Some say that Freenet only achieves this scalability because it doesn't do the type of "fuzzy" search Gnutella does. You need to know exactly what you are looking for in Freenet to find it. This isn't true, the Freenet searching algorithm can be generalised to allow fuzzy searching. While this has not yet been demonstrated in practice, it is definitely possible in theory.
It always amazes me that people continue to lament flaws in many current P2P architectures when Freenet has incorporated solutions to those problems almost from its inception.
Disclaimer: I am Freenet's architect and project coordinator, so you could be forgiven for thinking I am biased, but you are free to review our papers and research to decide for yourself.
Has anyone considered that a transparent proxy might be the solution, or at least a partial solution?

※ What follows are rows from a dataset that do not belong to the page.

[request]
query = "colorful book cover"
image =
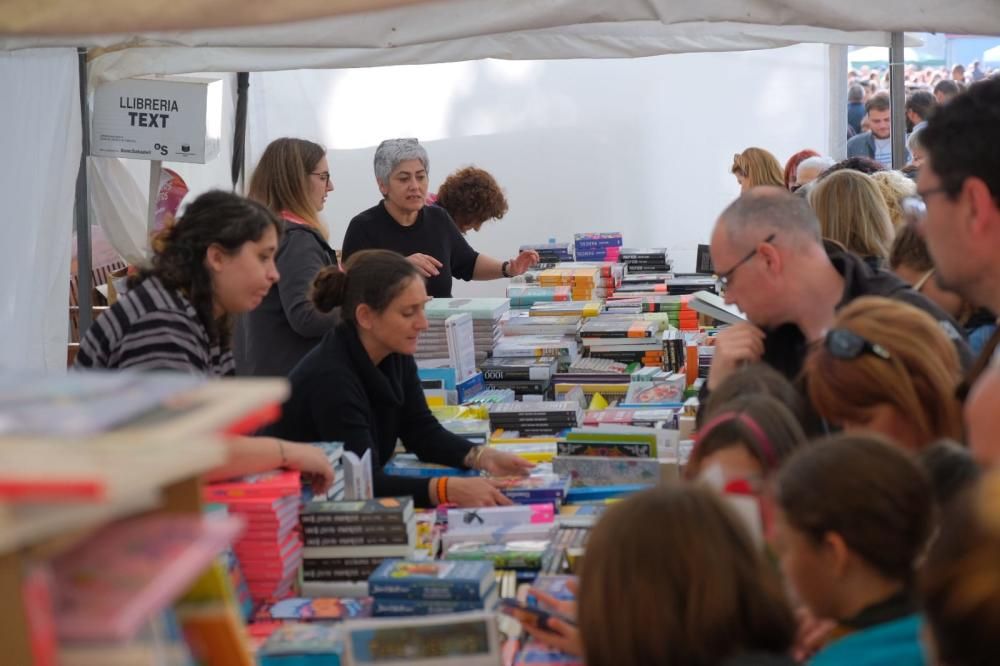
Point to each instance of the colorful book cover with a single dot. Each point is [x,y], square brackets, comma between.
[111,584]
[301,609]
[433,580]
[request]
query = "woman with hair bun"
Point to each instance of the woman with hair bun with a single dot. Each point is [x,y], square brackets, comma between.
[292,179]
[360,385]
[216,261]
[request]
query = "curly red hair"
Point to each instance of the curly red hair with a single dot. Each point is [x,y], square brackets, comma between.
[471,196]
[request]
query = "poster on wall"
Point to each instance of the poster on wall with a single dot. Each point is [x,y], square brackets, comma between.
[175,119]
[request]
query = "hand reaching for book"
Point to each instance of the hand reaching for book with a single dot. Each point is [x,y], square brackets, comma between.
[563,636]
[471,491]
[735,345]
[500,463]
[312,462]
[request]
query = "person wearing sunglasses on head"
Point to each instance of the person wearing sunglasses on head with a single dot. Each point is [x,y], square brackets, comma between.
[888,368]
[774,265]
[292,179]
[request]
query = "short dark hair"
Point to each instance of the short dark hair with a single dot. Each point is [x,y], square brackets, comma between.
[715,583]
[921,103]
[871,493]
[371,277]
[962,136]
[214,218]
[878,102]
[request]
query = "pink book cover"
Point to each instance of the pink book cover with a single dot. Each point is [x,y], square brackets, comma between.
[109,586]
[270,485]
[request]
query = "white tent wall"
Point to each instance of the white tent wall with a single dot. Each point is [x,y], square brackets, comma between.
[40,143]
[119,189]
[643,145]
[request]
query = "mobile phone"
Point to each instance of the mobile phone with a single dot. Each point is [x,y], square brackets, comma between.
[531,615]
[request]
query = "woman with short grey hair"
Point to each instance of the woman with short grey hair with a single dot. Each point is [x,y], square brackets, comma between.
[426,235]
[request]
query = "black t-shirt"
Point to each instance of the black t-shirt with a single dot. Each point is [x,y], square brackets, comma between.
[434,233]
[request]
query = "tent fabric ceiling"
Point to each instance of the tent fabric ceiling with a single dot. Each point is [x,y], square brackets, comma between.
[76,17]
[450,30]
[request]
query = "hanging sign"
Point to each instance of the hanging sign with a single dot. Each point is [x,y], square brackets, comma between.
[177,119]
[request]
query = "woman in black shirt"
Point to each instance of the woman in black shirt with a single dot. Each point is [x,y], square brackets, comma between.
[426,235]
[360,385]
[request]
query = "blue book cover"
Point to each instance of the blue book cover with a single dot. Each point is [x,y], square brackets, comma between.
[432,580]
[388,607]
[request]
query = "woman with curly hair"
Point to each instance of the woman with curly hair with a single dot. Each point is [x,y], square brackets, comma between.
[472,197]
[215,262]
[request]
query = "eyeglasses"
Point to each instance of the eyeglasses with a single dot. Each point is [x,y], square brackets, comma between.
[726,277]
[846,345]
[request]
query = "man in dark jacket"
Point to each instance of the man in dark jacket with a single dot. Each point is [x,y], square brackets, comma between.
[775,267]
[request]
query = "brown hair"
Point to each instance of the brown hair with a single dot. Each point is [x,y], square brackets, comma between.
[872,494]
[893,186]
[852,212]
[753,379]
[471,196]
[918,380]
[372,277]
[960,580]
[281,179]
[712,596]
[761,424]
[759,167]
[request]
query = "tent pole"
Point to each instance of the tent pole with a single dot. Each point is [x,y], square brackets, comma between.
[837,142]
[897,94]
[240,129]
[84,261]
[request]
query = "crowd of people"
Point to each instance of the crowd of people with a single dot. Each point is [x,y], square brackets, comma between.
[858,405]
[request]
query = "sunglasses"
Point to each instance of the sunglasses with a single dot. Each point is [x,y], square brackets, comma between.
[847,345]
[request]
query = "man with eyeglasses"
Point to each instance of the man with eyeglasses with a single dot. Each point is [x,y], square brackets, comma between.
[774,265]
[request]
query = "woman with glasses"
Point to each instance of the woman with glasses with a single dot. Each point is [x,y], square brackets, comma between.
[292,178]
[887,367]
[426,235]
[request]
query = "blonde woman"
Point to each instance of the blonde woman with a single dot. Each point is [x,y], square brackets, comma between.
[851,211]
[755,167]
[292,178]
[894,187]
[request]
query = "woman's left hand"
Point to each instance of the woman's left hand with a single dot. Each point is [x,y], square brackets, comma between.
[499,463]
[523,262]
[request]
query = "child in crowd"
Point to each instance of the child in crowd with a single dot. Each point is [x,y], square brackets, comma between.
[887,367]
[960,581]
[747,438]
[854,517]
[712,600]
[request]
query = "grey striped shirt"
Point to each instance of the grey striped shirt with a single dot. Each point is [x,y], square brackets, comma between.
[152,328]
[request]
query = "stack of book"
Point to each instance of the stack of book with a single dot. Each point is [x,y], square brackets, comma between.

The internet is more of a tree than a net, at least for the smaller ISP's. So a site can run a transparent proxy that aggregates all it's gnutella clients, and only maintain a few outbound connections for the entire site, as opposed to a few per client. In addition, incoming gnutella connections are intercepted and directed at the proxy (which is essentially another gnutella node).
This allows ISP's to limit the number of gnutella connections to the rest of the world. In fact, it would be best for them to connect only to other ISP's using a proxy as well.
This would tend to greatly improve query response time for nodes that are close by, but on the other hand would make it harder to create connections to remote nodes, because that control has been moved from the client to the proxy.
But an office or an net cafe or school could run the proxy and have a single link between it and the ISP's proxy, instantly connecting the site with all the ISP's users and cutting bandwidth considerably.
Proxy's can do other things to accelerate searches. If a request for "Grateful Dead" has been forwarded, then there is no need to forward the same query string in the immediate future (say 1 minute). And of course the is the option of caching the file transfers themselves...
Not only are they less likely to modify TTL, but the need to do so for popular content is not that necesary, the more popular the content the more people will download and share the download with others. Sort of a user based way of propogating media across the internet (while Freenet does it automaticly).
disclaimer : My views do not represent those of every one else in slashdot.
Not if you couldn't predict which machines on the net would act as those supernodes. If, like another poster mentioned, machines that met a certain criteria (bandwidth, storage, time on line, whatever) simply won an election to act as a node, there's no single point to shut down. Shut down one supernode, the others are informed that a replacement is needed and another election is called for.
:)
Following an election, the supernodes update the clients as to the lookup machines. I suppose you could even have it where if all the supernodes were shut down that an entirely new election process takes place creating a new set of supernodes. Kind of like having a DNS server setup where any machine can act as one of the root servers based on a criteria based election by those machines doing a lookup.
Way too much for my wee brain to work out all the details on. Sounds good in theory anyway
The line must be drawn here. This far. No further.